Все это время я не отходила от его кровати. Он советовался со мной, каким образом можно гарантировать, чтобы его дочь, проживающая в Новосибирске, унаследовала его деньги. Было известно, что советские власти прибирают к рукам наследства иностранных граждан и оставляют настоящим наследникам мизерную часть.
Время ползло медленно. Когда медсестра отделения объявила, что пришел адвокат, я побежала встречать его и привела в палату, где лежал Иосиф.
Прежде чем войти в палату, адвокат Вайнштейн остановился в коридоре и спросил меня:
– Разрешите узнать, геверет – кто вы?
– Я его сестра, – ответила я.
Адвокат Вайнштейн почему-то был удивлен моим ответом. Он сказал мне:
– Не уходите. Мне хотелось бы с вами поговорить.
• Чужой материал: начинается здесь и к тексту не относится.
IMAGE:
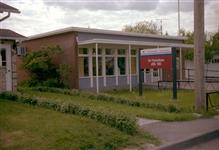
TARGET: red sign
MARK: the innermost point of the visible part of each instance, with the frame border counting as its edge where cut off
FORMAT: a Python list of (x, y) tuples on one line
[(156, 62), (156, 58)]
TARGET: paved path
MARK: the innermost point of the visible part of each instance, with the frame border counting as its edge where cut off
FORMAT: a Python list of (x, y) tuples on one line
[(210, 145), (171, 132)]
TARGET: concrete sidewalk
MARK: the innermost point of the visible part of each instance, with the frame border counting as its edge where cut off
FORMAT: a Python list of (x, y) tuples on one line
[(171, 133)]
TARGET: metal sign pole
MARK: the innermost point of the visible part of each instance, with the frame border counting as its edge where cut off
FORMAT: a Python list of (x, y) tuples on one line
[(174, 73), (140, 74)]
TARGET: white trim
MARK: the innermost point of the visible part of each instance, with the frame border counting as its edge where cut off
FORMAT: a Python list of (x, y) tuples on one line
[(135, 43), (97, 71), (90, 67), (104, 67), (8, 75), (130, 69), (180, 64), (101, 31), (116, 66)]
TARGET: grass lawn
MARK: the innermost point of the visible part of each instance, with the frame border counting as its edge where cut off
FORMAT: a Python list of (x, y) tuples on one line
[(29, 127), (112, 107), (186, 98)]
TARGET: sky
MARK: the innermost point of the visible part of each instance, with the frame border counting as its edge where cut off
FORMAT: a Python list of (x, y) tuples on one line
[(38, 16)]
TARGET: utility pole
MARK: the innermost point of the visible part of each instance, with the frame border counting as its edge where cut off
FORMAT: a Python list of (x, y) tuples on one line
[(200, 93), (161, 25)]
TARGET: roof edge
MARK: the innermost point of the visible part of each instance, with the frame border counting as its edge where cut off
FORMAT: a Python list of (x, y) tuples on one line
[(100, 31)]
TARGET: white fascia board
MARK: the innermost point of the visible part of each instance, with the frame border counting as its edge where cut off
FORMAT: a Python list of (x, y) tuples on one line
[(102, 31), (11, 38), (135, 43)]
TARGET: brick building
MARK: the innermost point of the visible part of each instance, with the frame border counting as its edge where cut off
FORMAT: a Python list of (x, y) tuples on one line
[(8, 39), (102, 59)]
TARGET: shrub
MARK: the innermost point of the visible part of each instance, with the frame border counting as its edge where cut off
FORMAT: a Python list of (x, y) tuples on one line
[(118, 121), (105, 97)]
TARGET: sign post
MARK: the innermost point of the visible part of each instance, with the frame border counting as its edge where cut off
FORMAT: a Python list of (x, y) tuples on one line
[(140, 74), (164, 58), (174, 74)]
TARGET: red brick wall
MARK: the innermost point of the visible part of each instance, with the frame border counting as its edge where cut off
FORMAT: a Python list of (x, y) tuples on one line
[(2, 79), (67, 42)]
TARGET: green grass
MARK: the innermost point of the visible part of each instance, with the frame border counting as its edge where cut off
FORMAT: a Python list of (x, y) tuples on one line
[(28, 127), (186, 98), (112, 107)]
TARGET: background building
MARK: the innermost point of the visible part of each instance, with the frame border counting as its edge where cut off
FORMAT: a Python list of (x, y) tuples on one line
[(102, 59)]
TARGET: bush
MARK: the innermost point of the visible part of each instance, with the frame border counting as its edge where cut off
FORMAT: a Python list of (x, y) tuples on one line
[(105, 97), (118, 121)]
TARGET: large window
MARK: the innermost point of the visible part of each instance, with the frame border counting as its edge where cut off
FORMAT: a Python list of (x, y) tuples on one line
[(83, 51), (109, 65), (133, 61), (3, 57), (83, 66), (121, 66), (99, 66)]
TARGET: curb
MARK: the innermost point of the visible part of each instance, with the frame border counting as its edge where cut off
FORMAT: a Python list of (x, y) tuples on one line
[(188, 142)]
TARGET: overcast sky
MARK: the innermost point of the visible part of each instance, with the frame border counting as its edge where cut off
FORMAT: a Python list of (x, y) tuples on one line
[(38, 16)]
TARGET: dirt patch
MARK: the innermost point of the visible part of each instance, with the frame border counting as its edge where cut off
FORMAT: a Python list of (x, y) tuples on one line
[(7, 138)]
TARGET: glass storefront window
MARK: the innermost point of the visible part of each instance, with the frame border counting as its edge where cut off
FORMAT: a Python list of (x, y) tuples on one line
[(121, 66), (133, 65), (121, 51), (83, 67), (133, 51), (109, 65), (99, 66), (83, 50), (109, 51), (3, 57)]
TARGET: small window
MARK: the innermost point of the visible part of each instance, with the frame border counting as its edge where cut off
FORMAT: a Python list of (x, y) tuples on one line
[(21, 51), (155, 72), (3, 57), (133, 52), (147, 70), (109, 51), (94, 51), (121, 51), (83, 50)]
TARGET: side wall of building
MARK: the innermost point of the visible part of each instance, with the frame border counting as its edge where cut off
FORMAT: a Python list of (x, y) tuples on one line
[(67, 42)]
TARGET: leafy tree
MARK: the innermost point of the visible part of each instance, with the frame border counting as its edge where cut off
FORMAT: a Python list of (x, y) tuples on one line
[(143, 27), (41, 68), (211, 46)]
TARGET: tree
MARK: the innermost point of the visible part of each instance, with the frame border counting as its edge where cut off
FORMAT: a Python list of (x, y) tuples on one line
[(143, 27), (41, 68), (211, 46)]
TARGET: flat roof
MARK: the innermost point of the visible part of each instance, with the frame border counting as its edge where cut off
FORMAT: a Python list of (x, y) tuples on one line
[(135, 43), (10, 35), (6, 8), (102, 31)]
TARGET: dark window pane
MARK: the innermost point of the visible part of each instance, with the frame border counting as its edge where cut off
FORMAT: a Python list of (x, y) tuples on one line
[(83, 66), (109, 51), (109, 65), (121, 66), (3, 57), (133, 52), (99, 51), (99, 66), (83, 50), (121, 51)]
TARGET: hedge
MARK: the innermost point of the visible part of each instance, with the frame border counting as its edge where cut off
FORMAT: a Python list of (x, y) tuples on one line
[(118, 121), (106, 97)]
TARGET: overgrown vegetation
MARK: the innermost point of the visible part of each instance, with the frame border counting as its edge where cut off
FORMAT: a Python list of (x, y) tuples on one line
[(109, 105), (119, 121), (28, 127), (211, 45), (110, 98), (43, 71)]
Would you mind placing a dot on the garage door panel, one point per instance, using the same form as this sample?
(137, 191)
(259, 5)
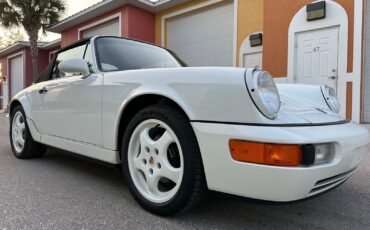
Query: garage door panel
(203, 38)
(16, 74)
(110, 29)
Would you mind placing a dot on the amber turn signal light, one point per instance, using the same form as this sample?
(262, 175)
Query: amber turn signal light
(267, 154)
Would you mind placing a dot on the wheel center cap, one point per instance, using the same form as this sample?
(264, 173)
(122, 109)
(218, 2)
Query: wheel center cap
(151, 160)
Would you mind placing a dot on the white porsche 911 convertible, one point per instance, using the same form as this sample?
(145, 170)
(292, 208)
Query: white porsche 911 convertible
(178, 131)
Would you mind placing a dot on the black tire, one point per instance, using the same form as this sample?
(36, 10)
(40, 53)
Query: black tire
(31, 148)
(193, 185)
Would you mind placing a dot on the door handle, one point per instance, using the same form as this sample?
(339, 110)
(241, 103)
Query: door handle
(44, 90)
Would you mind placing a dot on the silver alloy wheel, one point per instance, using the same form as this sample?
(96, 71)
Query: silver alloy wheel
(18, 132)
(155, 161)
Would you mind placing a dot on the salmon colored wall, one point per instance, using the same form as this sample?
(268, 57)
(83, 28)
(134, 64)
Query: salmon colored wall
(250, 20)
(141, 24)
(136, 23)
(2, 74)
(277, 18)
(43, 61)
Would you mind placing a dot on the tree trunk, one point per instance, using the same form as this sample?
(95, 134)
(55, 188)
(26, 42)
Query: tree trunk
(33, 38)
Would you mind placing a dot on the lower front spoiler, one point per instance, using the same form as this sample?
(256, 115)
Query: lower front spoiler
(280, 184)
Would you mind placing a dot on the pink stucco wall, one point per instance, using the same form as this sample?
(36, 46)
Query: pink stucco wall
(136, 23)
(43, 61)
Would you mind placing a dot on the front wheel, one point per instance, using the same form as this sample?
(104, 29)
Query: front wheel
(161, 161)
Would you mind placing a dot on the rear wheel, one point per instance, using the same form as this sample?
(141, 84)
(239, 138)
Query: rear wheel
(23, 146)
(161, 161)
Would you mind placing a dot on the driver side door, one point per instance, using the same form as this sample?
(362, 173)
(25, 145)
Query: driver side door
(68, 106)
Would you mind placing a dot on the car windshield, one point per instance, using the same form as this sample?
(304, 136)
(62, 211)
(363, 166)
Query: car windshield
(116, 54)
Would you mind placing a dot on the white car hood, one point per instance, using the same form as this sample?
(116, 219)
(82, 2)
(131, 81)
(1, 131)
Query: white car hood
(304, 104)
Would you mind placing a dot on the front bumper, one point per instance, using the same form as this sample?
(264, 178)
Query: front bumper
(273, 183)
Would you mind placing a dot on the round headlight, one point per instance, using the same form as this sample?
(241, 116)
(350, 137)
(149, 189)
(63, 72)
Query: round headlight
(264, 93)
(331, 98)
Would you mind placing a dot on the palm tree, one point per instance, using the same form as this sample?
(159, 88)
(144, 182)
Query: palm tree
(33, 15)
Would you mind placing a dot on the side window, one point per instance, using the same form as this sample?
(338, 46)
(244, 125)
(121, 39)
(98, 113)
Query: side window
(76, 52)
(89, 57)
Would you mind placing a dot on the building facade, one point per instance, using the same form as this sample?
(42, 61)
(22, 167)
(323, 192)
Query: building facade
(16, 71)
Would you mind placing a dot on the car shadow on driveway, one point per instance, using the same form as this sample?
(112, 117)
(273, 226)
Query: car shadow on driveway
(344, 206)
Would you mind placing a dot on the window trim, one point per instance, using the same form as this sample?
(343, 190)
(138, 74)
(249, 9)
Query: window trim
(97, 58)
(77, 44)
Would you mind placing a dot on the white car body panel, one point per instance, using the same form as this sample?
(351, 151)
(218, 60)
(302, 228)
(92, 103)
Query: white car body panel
(69, 108)
(277, 183)
(82, 115)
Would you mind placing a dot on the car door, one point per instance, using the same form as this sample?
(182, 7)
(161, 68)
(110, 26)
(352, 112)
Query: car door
(68, 105)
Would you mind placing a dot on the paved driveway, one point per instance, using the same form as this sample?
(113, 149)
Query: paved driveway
(60, 191)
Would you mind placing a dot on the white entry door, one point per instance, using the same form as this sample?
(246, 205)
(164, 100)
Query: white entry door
(252, 60)
(16, 74)
(317, 57)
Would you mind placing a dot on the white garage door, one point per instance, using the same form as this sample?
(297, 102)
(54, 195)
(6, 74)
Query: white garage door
(110, 28)
(16, 74)
(203, 38)
(366, 100)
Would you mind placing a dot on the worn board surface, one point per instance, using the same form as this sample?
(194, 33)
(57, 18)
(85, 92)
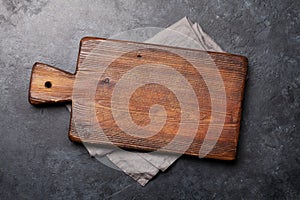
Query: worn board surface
(103, 63)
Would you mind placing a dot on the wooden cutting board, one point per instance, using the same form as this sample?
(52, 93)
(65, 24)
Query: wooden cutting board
(142, 96)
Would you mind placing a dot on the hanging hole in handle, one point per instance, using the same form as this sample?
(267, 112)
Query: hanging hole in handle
(48, 84)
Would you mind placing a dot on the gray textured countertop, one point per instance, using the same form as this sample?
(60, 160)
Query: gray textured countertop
(37, 160)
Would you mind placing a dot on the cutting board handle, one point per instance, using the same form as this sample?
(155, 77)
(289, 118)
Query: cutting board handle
(50, 85)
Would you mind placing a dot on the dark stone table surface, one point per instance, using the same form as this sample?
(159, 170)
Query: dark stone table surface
(37, 160)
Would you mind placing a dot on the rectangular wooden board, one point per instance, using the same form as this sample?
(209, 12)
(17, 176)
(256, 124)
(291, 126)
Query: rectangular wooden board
(108, 69)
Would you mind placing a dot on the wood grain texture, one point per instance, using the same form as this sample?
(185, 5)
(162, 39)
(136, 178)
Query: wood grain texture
(95, 52)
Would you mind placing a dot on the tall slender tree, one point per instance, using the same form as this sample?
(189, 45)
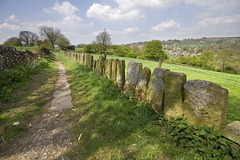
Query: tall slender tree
(28, 37)
(51, 34)
(103, 39)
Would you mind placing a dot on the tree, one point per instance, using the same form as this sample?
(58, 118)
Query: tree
(153, 50)
(103, 40)
(29, 38)
(228, 58)
(13, 41)
(88, 48)
(63, 43)
(207, 59)
(52, 35)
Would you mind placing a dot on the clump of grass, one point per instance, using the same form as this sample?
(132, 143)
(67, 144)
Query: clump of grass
(29, 94)
(114, 126)
(16, 76)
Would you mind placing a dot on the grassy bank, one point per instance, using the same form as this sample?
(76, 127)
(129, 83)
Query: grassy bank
(28, 99)
(228, 81)
(20, 48)
(109, 125)
(112, 126)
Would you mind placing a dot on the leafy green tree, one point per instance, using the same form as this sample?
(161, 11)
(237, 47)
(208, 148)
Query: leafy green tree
(228, 58)
(88, 48)
(207, 59)
(63, 43)
(103, 41)
(13, 41)
(28, 37)
(153, 50)
(52, 35)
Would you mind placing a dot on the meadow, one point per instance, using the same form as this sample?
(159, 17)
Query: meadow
(225, 80)
(114, 126)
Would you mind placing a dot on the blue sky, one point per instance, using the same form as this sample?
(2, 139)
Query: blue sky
(126, 20)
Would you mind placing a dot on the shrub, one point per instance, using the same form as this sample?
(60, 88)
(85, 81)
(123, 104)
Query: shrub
(203, 142)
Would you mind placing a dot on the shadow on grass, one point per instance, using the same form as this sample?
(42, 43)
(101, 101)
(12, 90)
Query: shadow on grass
(112, 125)
(28, 100)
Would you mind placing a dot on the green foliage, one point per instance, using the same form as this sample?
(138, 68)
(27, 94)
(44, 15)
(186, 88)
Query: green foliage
(228, 60)
(63, 43)
(203, 142)
(12, 78)
(13, 41)
(88, 48)
(153, 50)
(207, 59)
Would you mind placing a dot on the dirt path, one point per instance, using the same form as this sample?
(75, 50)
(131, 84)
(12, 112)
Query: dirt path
(49, 137)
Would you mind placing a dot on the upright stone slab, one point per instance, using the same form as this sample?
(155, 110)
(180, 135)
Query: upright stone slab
(100, 69)
(88, 61)
(75, 56)
(132, 77)
(96, 68)
(114, 69)
(94, 65)
(91, 61)
(120, 78)
(205, 103)
(142, 85)
(108, 68)
(174, 91)
(232, 132)
(82, 57)
(156, 89)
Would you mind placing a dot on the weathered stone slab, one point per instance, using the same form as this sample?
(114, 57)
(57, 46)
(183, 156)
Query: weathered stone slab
(132, 77)
(100, 65)
(94, 65)
(156, 89)
(88, 60)
(75, 57)
(142, 85)
(120, 78)
(108, 68)
(82, 57)
(114, 69)
(205, 103)
(232, 132)
(174, 91)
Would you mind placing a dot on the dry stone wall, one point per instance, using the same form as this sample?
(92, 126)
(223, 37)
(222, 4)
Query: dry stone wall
(202, 102)
(9, 56)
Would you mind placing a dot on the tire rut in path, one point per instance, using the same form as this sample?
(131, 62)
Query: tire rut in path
(49, 138)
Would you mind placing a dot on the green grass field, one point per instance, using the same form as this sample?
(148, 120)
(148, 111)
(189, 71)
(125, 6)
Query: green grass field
(20, 48)
(114, 126)
(228, 81)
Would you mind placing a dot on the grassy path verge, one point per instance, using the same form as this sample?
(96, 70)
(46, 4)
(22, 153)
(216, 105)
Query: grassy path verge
(108, 125)
(228, 81)
(28, 101)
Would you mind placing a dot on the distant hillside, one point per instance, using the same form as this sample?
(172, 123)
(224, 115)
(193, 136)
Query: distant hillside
(214, 43)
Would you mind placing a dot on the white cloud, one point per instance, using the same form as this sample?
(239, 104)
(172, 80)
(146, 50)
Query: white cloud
(6, 26)
(221, 20)
(65, 8)
(166, 26)
(137, 4)
(128, 9)
(99, 11)
(130, 30)
(216, 5)
(72, 19)
(12, 18)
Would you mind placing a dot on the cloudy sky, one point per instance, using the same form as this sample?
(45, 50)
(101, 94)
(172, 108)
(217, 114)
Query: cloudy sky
(126, 20)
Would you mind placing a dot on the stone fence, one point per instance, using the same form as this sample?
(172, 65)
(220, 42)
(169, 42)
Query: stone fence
(9, 56)
(202, 102)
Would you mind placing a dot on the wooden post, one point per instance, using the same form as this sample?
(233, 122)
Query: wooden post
(160, 62)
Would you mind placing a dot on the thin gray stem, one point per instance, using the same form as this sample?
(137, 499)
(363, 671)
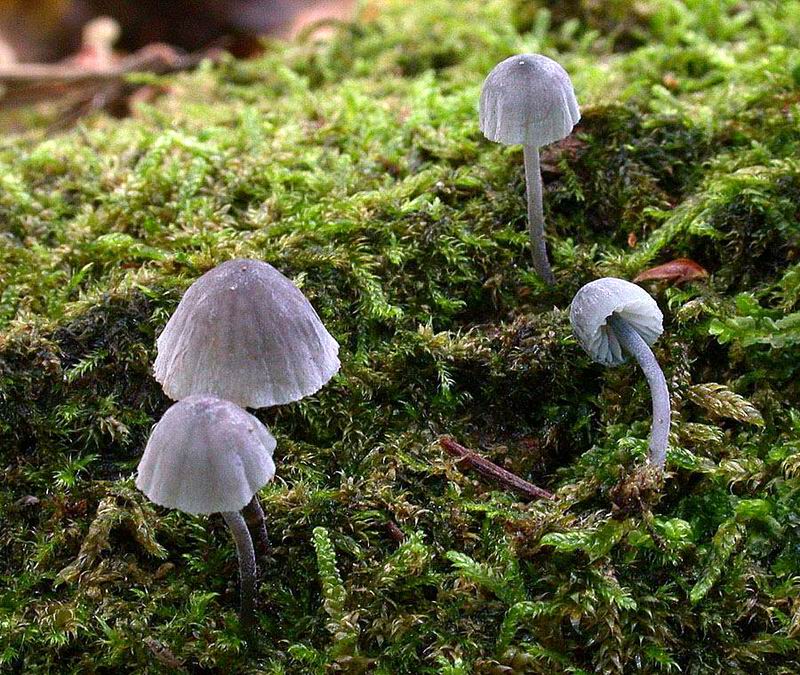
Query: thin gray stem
(635, 345)
(254, 517)
(533, 187)
(247, 567)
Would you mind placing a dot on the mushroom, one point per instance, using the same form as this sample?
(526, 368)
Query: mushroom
(528, 99)
(245, 333)
(610, 316)
(206, 456)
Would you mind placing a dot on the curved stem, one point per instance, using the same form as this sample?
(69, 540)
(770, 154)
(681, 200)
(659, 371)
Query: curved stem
(247, 567)
(533, 188)
(635, 345)
(254, 517)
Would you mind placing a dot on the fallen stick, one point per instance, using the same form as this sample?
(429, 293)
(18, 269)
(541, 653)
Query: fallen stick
(491, 471)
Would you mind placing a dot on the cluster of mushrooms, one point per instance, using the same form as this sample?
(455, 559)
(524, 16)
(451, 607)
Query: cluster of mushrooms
(528, 99)
(243, 336)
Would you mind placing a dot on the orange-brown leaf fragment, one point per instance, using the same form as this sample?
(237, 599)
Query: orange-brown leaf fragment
(677, 271)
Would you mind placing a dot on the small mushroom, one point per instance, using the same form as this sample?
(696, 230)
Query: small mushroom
(206, 456)
(245, 333)
(528, 99)
(610, 316)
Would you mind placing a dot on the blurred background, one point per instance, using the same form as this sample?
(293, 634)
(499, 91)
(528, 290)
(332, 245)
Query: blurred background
(47, 31)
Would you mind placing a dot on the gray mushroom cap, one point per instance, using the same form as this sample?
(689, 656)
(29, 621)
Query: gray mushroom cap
(595, 302)
(245, 333)
(528, 99)
(206, 455)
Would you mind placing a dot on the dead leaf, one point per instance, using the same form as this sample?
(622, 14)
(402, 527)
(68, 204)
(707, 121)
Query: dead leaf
(676, 271)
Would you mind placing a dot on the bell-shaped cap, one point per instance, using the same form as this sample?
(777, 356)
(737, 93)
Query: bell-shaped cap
(245, 333)
(206, 455)
(595, 302)
(528, 99)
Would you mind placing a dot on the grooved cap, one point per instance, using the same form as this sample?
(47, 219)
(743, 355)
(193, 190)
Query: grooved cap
(527, 99)
(206, 455)
(595, 302)
(245, 333)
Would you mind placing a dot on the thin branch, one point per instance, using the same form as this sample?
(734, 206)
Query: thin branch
(491, 471)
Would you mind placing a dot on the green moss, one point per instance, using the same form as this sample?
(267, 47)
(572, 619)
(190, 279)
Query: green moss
(356, 167)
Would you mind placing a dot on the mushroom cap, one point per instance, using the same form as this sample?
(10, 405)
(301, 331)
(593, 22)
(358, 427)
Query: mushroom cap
(206, 455)
(527, 99)
(245, 333)
(595, 302)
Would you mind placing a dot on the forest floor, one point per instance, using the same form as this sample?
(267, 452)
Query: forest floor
(355, 166)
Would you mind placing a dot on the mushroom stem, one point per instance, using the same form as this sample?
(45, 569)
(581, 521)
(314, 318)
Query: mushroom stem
(247, 567)
(533, 188)
(634, 344)
(254, 517)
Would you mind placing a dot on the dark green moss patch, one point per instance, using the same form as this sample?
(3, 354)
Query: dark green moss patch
(356, 167)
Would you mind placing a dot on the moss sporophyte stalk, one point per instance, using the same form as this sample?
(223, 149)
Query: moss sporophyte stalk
(357, 168)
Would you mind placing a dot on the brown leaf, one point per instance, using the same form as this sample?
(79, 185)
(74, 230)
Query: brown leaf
(675, 271)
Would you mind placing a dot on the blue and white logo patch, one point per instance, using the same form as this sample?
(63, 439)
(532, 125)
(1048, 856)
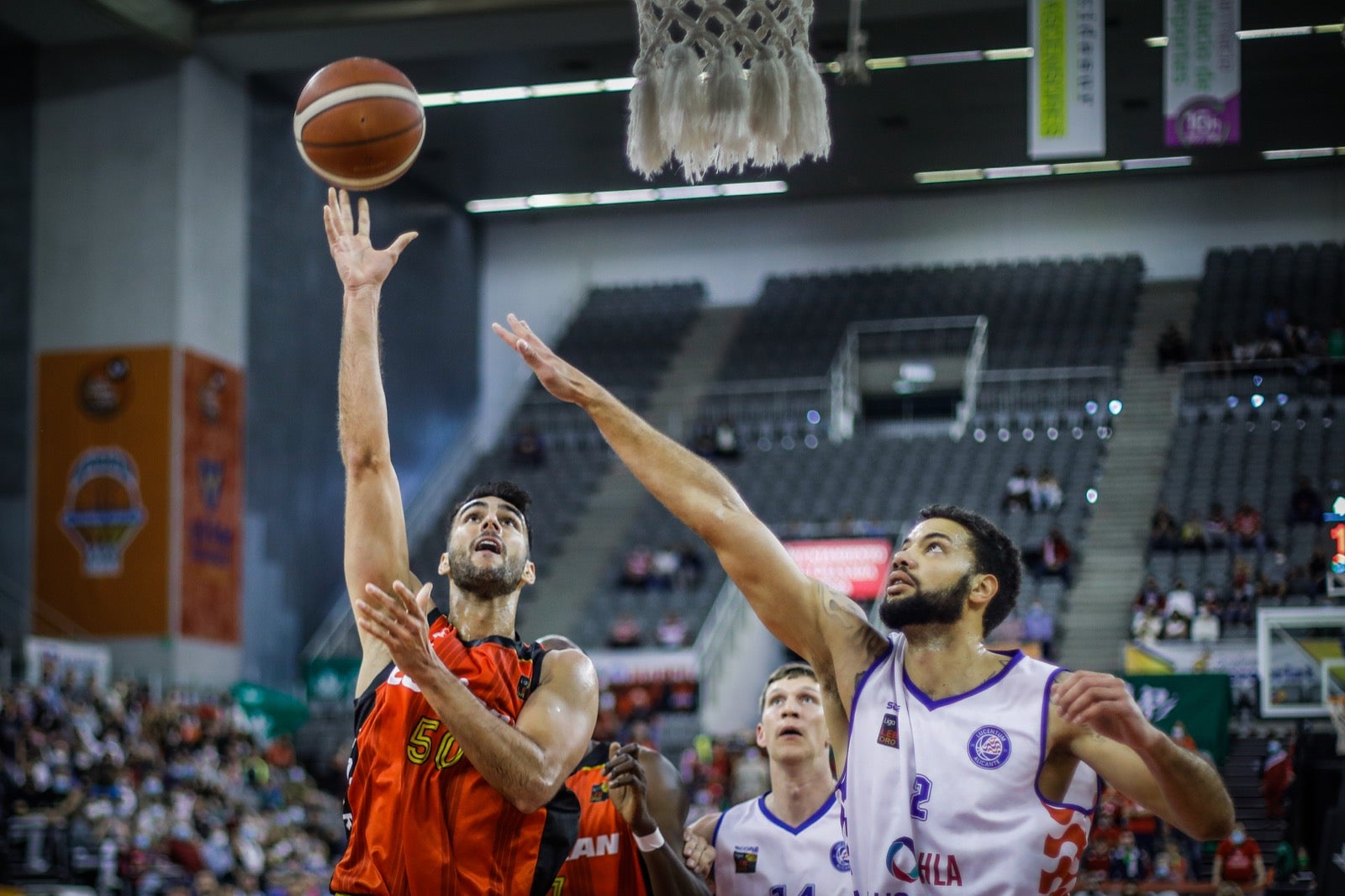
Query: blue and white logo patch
(989, 747)
(841, 856)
Он вошел в палату, а я осталась в коридоре. Меня не интересовало, что будет написано в завещании брата. Это его деньги, он может делать с ними все, что хочет.
Очень скоро адвокат Вайнштейн вышел из палаты. Он был возбужден, щеки его горели. Он сделал мне знак следовать за ним. Мы нашли тихий уголок и сели.
– В первый раз за всю мою карьеру, – сказал он, – я отказался сделать то, что мой клиент просил. Вы не представляете себе…
Я подняла руку, словно отталкивая его слова от себя.
– Адвокат Вайнштейн, – сказала я, – меня не интересуют его деньги. Я не хочу знать, что он собирается делать с ними.
– При всем моем уважении к вашей позиции, – сказал он, – я не намерен помогать моему клиенту, когда он делает абсурдные вещи. Если хочет, пусть обращается к другому адвокату.
Он рассказал, что мой брат велел ему написать в завещании следующее: его наследницей является дочь Лиля, при условии, что она прибудет в Израиль; если во время его кончины она не будет находиться здесь, то он завещает все свои деньги блоку правых партий (тех, которые позднее объединились в партию Ликуд).
– Я сказал ему, – продолжал адвокат, – г-н Рабинович, я видел в коридоре вашу сестру, она беспокоится о вас. Почему вы хотите бросить свои деньги в такую бездонную бочку, как кассы партий, когда у вас есть родные? Вы думаете, что партийные дельцы придут ухаживать за вами, если вы заболеете? Я отказываюсь писать такое завещание!
Сестра отделения подошла к нам и сказала, что больной просит адвоката вернуться. Адвокат Вайнштейн дал мне свою визитную карточку и сказал:
– Я прошу вас зайти в мое бюро. У нас есть о чем поговорить.
– Если речь идет о завещании моего брата…
– Нет, – прервал он меня, – я уже понял, что вы не хотите говорить об этом. Мы поговорим о чем-то другом. Приходите, это важно для вас.
Он вернулся в палату брата, а я поехала домой. О чем адвокат хочет говорить со мной? Адвокаты обычно не склонны тратить время на пустые разговоры. Предстоящий визит в его бюро пугал меня, но все же я решила встретиться с ним. Если он предложит мне что-нибудь неприемлемое, я всегда смогу сказать «нет».